The researchers also focused on a variant of a gene called COMT. The mutation is associated with lower dopamine levels, and the study showed that people with two copies of this allele (resulting in the lowest dopamine levels) had significantly higher frontal and parietal activity and chose “now” over “later” significantly more often.
“We have a lot to learn,” Boettiger said. “But the data takes a significant step toward being able to identify subtypes of alcoholics, which could help tailor treatments, and may provide earlier intervention for people who are at risk for developing addictions.”
The bigger picture, she added, is that her study provides more evidence that addiction is a disease, something even some of her peers don’t yet believe.
“It’s not unlike chronic diseases, such as diabetes,” she said. “There are underlying genetic and other biological factors, but the disease is triggered by the choices people make.”
“It wasn’t that long ago that we believed schizophrenia was caused by bad mothers and depression wasn’t a disease. Hopefully, in 10 years, we’ll look back and it will seem silly that we didn’t think addiction was a disease, too.”
J Neurosci. 2007 Dec 26;27(52):14383-91.
Immediate reward bias in humans: fronto-parietal networks and a role for the catechol-O-methyltransferase 158(Val/Val) genotype.
Boettiger CA, Mitchell JM, Tavares VC, Robertson M, Joslyn G, D’Esposito M, Fields HL.
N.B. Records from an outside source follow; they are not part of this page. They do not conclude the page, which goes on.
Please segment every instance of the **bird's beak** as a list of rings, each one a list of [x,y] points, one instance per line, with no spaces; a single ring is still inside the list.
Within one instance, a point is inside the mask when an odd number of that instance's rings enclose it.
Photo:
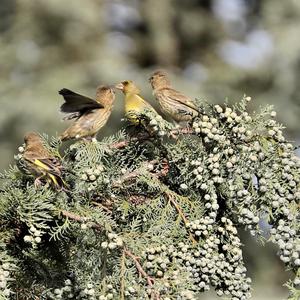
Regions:
[[[123,85],[123,83],[120,82],[120,83],[115,85],[115,88],[117,90],[123,91],[124,90],[124,85]]]

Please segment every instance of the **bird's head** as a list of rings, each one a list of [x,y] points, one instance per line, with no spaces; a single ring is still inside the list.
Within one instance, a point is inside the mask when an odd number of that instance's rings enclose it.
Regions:
[[[115,85],[115,88],[122,91],[124,94],[133,93],[139,94],[140,89],[134,84],[132,80],[124,80]]]
[[[153,89],[160,89],[170,86],[168,75],[165,71],[155,71],[149,78],[149,82]]]
[[[24,136],[24,142],[26,145],[29,143],[39,142],[41,137],[36,132],[28,132]]]
[[[115,100],[114,86],[112,85],[101,85],[97,88],[96,99],[104,107],[112,105]]]

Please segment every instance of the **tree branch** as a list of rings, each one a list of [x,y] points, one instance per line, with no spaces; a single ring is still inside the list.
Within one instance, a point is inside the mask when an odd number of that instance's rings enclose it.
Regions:
[[[81,217],[81,216],[76,215],[74,213],[71,213],[67,210],[62,210],[61,214],[64,217],[69,218],[69,219],[74,220],[74,221],[79,222],[79,223],[86,223],[88,221],[87,217]],[[89,226],[91,228],[94,228],[94,229],[102,229],[102,226],[100,224],[97,224],[97,223],[94,223],[94,222],[89,222]]]
[[[141,265],[140,262],[139,262],[139,258],[138,258],[137,256],[133,255],[133,254],[132,254],[129,250],[127,250],[127,249],[124,249],[123,252],[124,252],[125,255],[127,255],[128,257],[130,257],[130,258],[133,260],[133,262],[134,262],[134,264],[135,264],[135,267],[136,267],[136,269],[138,270],[139,274],[140,274],[142,277],[144,277],[144,278],[146,279],[148,286],[149,286],[150,288],[152,288],[152,287],[153,287],[153,284],[154,284],[154,279],[153,279],[152,277],[150,277],[150,276],[146,273],[146,271],[143,269],[142,265]],[[159,299],[160,299],[159,293],[158,293],[158,292],[154,292],[154,297],[155,297],[154,299],[159,300]]]

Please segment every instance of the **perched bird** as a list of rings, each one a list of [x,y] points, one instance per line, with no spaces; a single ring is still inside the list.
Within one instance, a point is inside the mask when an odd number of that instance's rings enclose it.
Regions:
[[[154,72],[149,81],[162,112],[169,115],[173,120],[176,122],[190,121],[199,115],[199,108],[194,101],[174,90],[164,71]]]
[[[115,86],[125,95],[125,117],[133,125],[145,126],[145,111],[157,115],[155,109],[140,96],[140,89],[131,80],[125,80]]]
[[[27,133],[24,142],[22,162],[26,171],[36,178],[34,184],[38,186],[41,184],[41,179],[44,179],[55,188],[62,189],[65,182],[62,179],[63,167],[59,158],[45,147],[41,137],[35,132]]]
[[[62,141],[81,138],[90,140],[94,138],[109,119],[115,100],[115,92],[111,86],[98,87],[96,100],[68,89],[60,90],[59,94],[65,99],[65,103],[62,104],[60,110],[69,114],[66,119],[76,119],[60,135]]]

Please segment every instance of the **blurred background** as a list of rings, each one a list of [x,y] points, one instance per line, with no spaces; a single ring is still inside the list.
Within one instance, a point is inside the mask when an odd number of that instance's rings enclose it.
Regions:
[[[299,37],[299,0],[0,0],[0,169],[25,132],[67,127],[59,89],[93,97],[98,84],[132,79],[155,104],[156,68],[191,97],[222,104],[247,94],[251,110],[274,105],[300,144]],[[122,109],[118,94],[99,139],[120,127]],[[275,250],[245,243],[253,299],[286,297]]]

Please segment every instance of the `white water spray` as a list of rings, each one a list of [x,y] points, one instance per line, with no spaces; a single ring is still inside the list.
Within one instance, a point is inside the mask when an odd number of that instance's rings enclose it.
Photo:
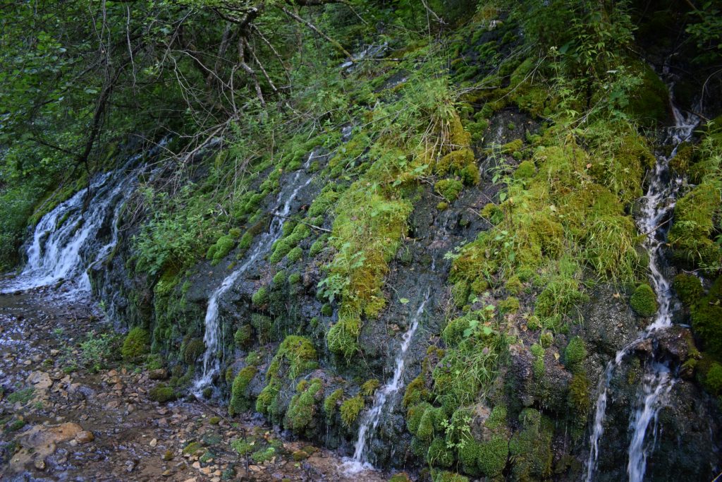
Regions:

Ernest Gallo Clinic and Research Center, Emeryville, California 94608, USA. email@example.com
The tendency to choose lesser immediate benefits over greater long-term benefits characterizes alcoholism and other addictive disorders. However, despite its medical and socioeconomic importance, little is known about its neurobiological mechanisms. Brain regions that are activated when deciding between immediate or delayed rewards have been identified (McClure et al., 2004, 2007), as have areas in which responses to reward stimuli predict a paper-and-pencil measure of temporal discounting (Hariri et al., 2006). These studies assume “hot” and “cool” response selection systems, with the hot system proposed to generate impulsive choices in the presence of a proximate reward. However, to date, brain regions in which the magnitude of activity during decision making reliably predicts intertemporal choice behavior have not been identified. Here we address this question in sober alcoholics and non-substance-abusing control subjects and show that immediate reward bias directly scales with the magnitude of functional magnetic resonance imaging bold oxygen level-dependent (BOLD) signal during decision making at sites within the posterior parietal cortex (PPC), dorsal prefrontal cortex (dPFC), and rostral parahippocampal gyrus regions. Conversely, the tendency of an individual to wait for a larger, delayed reward correlates directly with BOLD signal in the lateral orbitofrontal cortex. In addition, genotype at the Val158Met polymorphism of the catechol-O-methyltransferase gene predicts both impulsive choice behavior and activity levels in the dPFC and PPC during decision making. These genotype effects remained significant after controlling for alcohol abuse history. These results shed new light on the neurobiological underpinnings of temporal discounting behavior and identify novel behavioral and neural consequences of genetic variation in dopamine metabolism.